Fu Xin deu de ombros, com indiferença:
— Senhor Estevão, parece que se esqueceu: somos amigos, não? Bons amigos não se destroem mutuamente! Mas, daqui a algumas décadas, é difícil prever. A China precisa crescer, e o crescimento exige competição. Em algumas décadas, os produtos chineses estarão no mercado americano competindo com os seus. Um mundo dominado por um só não evolui; só a competição torna o mundo mais interessante!
Estevão ouviu as palavras de Fu Xin e, com expressão séria, disse:
— Se você tivesse dito isso antes, eu pensaria que era uma piada. Mas agora acredito. Talvez, daqui a algumas décadas, tudo o que se vender nos Estados Unidos será feito na China, como hoje acontece com os produtos japoneses!
Fu Xin quase perdeu o equilíbrio ao ouvir aquilo. O termo “Made in China” de fato dominaria o mercado americano no futuro, e não só o americano, mas o mundo inteiro. Estevão não seria também um viajante do tempo? Como poderia acertar tão precisamente?
Mas logo afastou tal pensamento. Considerando-se talvez o único viajante do tempo neste mundo, sentia-se solitário, desejando alguém com quem pudesse conversar livremente, pois guardar tudo consigo era doloroso.
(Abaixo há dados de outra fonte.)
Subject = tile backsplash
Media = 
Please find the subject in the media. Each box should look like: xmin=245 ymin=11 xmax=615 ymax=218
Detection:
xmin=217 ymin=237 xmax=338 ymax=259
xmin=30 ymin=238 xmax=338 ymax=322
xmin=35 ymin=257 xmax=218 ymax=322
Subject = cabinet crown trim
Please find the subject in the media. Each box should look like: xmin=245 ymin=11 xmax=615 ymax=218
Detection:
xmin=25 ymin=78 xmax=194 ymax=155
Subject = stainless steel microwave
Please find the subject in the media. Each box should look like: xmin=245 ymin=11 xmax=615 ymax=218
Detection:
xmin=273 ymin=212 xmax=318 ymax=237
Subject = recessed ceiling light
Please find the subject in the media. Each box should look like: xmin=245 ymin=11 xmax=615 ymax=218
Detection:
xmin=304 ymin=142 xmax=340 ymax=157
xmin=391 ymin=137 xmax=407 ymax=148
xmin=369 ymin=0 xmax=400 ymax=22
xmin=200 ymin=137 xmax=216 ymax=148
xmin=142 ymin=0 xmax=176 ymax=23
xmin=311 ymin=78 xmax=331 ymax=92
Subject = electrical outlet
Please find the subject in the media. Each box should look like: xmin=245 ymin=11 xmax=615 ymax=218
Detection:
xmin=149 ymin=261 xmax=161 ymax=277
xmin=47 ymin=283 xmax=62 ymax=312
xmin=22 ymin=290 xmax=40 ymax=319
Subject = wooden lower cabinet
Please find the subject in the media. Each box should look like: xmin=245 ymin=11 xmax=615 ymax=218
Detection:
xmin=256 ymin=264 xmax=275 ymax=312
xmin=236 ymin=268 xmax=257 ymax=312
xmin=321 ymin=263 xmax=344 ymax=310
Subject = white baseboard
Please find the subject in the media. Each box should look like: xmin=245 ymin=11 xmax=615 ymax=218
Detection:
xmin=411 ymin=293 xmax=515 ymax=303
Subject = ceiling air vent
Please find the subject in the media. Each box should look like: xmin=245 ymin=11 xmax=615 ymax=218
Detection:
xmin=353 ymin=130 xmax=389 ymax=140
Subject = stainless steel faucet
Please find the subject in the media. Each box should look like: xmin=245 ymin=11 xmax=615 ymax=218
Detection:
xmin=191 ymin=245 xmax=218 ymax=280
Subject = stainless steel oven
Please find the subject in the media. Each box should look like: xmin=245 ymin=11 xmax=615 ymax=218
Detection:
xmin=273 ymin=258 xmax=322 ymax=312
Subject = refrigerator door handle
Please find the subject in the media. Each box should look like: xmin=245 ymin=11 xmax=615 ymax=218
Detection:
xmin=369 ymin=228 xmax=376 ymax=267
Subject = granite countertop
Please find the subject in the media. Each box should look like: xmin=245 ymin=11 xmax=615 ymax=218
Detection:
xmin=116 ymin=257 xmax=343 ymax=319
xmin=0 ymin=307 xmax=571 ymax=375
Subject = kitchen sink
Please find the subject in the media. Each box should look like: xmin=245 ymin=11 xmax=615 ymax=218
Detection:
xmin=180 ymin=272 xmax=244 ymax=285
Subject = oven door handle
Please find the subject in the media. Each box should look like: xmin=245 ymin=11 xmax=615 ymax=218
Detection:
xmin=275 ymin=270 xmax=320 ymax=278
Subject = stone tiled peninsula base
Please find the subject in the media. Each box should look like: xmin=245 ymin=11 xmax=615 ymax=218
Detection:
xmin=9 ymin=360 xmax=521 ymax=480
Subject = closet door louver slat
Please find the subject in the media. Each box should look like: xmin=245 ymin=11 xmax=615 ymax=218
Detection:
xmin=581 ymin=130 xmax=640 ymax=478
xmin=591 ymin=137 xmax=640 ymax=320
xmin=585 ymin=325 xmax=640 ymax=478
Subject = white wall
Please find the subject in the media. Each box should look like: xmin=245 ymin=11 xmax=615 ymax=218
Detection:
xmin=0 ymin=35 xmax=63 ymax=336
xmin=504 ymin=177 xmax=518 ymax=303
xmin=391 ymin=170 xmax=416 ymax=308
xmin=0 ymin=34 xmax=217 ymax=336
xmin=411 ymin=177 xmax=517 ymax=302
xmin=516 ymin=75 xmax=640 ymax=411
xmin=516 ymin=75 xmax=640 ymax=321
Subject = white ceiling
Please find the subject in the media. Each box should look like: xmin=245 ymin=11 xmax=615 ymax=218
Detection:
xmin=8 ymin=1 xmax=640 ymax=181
— Esse assunto está muito distante, vamos deixá-lo de lado por enquanto — Fu Xin não queria se alongar, pois falar demais pode ser perigoso. Em seguida, disse:
— Senhor Estevão, como amigo, decidi lhe dar um presente!
— Que interessante, aceito! Fu, pode mostrar agora? — Estevão parecia realmente animado.
Desta vez, não era fingimento. Fu Xin já lhe dera tantas surpresas que, embora sempre viessem com algumas reviravoltas, agora ele realmente se sentia surpreso e grato. Um presente, afinal, não exige nada em troca, e ele confiava plenamente na competência de Fu Xin.
— É o seguinte: sei que a empresa Faku é sua inimiga mortal...
Antes que terminasse, Estevão exclamou, radiante:
— Tem a ver com a Faku? Excelente! — e até esboçou um sorriso malicioso.
Imaginou que Fu Xin certamente tinha algo contra a Faku. Conhecendo a história da China, sabia bem os crimes cometidos pelo Japão na Segunda Guerra naquele território. Talvez por ódio ao país que tantas atrocidades cometera na China, aquele jovem preferisse entregar tal trunfo à Murite do que vendê-lo à Faku. Por isso, Estevão acreditava que o presente de Fu Xin seria algo para prejudicar a Faku.
— Sim, senhor Estevão, você acertou. Descobri uma falha extremamente oculta e fatal na máquina CNC modelo LJ-960 deles! — confirmou Fu Xin.